Mataram (Inside Lombok) – Sesuai dengan Peraturan Presiden (Perpres) yang mengatur jaminan sosial bagi pekerja di Indonesia, ada 5 jaminan sosial yang wajib diterima. Yaitu Jaminan Kesehatan (JKN) sesuai Perpres Nomor 82 Tahun 2018, Jaminan Kecelakaan Kerja (JKK) dan Jaminan Kematian (JKM sesuai Perpres Nomor 44 Tahun 2015, Jaminan Hari Tua (JHT) sesuai Perpres Nomor 46 tahun 2015, serta Jaminan Pensiun sesuai Perpres Noor 45 tahun 2015.

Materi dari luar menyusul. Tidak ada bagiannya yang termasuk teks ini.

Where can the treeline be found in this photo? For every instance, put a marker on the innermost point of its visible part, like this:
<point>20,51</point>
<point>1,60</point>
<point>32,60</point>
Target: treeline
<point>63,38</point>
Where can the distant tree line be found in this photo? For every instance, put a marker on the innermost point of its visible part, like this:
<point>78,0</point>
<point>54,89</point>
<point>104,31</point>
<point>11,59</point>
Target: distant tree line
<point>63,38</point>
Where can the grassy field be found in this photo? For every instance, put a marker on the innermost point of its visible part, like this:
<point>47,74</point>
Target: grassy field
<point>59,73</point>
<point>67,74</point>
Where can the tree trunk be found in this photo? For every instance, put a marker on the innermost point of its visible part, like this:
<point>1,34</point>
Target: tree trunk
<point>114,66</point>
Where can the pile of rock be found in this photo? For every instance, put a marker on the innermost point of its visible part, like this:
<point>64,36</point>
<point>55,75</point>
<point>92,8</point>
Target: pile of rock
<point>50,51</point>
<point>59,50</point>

Seluruh Perpres tersebut mengatakan bahwa perusahaan wajib memenuhi kelima jaminan sosoal tersebut, baik bagi pekerja di bawah kontrak maupun tidak. Hal tersebut disampaikan oleh Koordinator Advokasi BPJS Watch, Timboel Siregar, saat ditemui di sela-sela diskusi publik dengan tajuk “Menuju Jaminan Kesehatan Semesta: Capaian dan Tantangan”, Selasa (30/04/2019) di Lombok Barat.

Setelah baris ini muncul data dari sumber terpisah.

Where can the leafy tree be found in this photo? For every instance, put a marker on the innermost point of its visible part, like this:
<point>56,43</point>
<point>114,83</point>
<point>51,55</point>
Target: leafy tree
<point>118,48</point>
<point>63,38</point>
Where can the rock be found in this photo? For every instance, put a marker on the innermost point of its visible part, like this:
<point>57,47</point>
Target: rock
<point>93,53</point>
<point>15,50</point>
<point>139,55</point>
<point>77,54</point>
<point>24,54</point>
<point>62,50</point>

“Pengusaha wajib mendaftarkan pekerjanya ke BPJS Kesehatan dan BPJS Ketenagakerjaan,” ujar Timbul.
Jumlah iuran yang harus dibayarkan ke BPJS Kesehatan dan Ketenagakerjaan sendiri adalah 4% dari pengusaha dan 1% dari pekerja. Karena itu, Perusahaan wajib memungut 1% biaya pembayaran tersebut. Namun jika biaya pembayaran tersebut tidak dibayarkan ke pihak BPJS, maka perusahaan tersebut akan dikenakan hukum pidana dengan Pasal 55 UU No. 24 Tahun 2011 tentang BPJS.
“Itu (Perpres, Red) mengatakan semua (baik pekerja di bawah kontrak maupun tidak) wajib (dibayarkan BPJS). Kalau memang perusahaan tidak membayar kita bisa melaporkan ke pengawas pemeriksa di BPJS Kesehatan atau Ketenagakerjaan,” tegas Timbul.

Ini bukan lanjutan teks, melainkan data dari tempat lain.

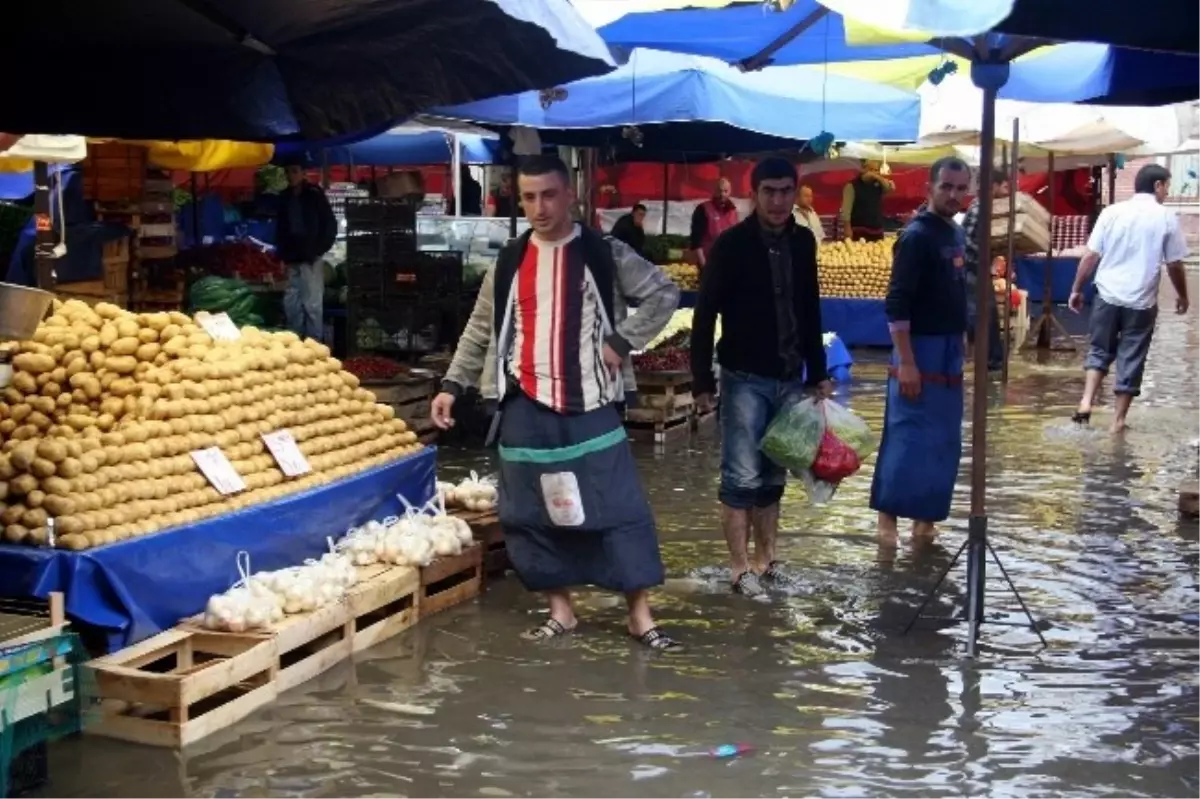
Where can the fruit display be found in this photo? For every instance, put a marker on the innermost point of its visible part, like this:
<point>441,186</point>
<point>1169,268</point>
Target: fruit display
<point>856,269</point>
<point>106,410</point>
<point>685,276</point>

Timbul menjelaskan bahwa Pengawas Ketenagakerjaan atau Pengawas BPJS sendiri yang akan mengumpulkan bukti setelah menerima laporan. Sanksi bagi perusahaan yang tidak membayarkan jaminan sosial pekerjanya sendiri telah diatur dalam Perprea Nomor 86 Tahu 2013 dengan ancaman tidak mendapatkan layanan publik serta pencabutan izin operasi.
“Pekerja juga harusnya proaktif. Jangan sampai menganggap dibayarin tapi ternyata tidak dibayar-bayar akhirnya pas ada masalah baru ngk bisa dipakai,” tandas Timbul.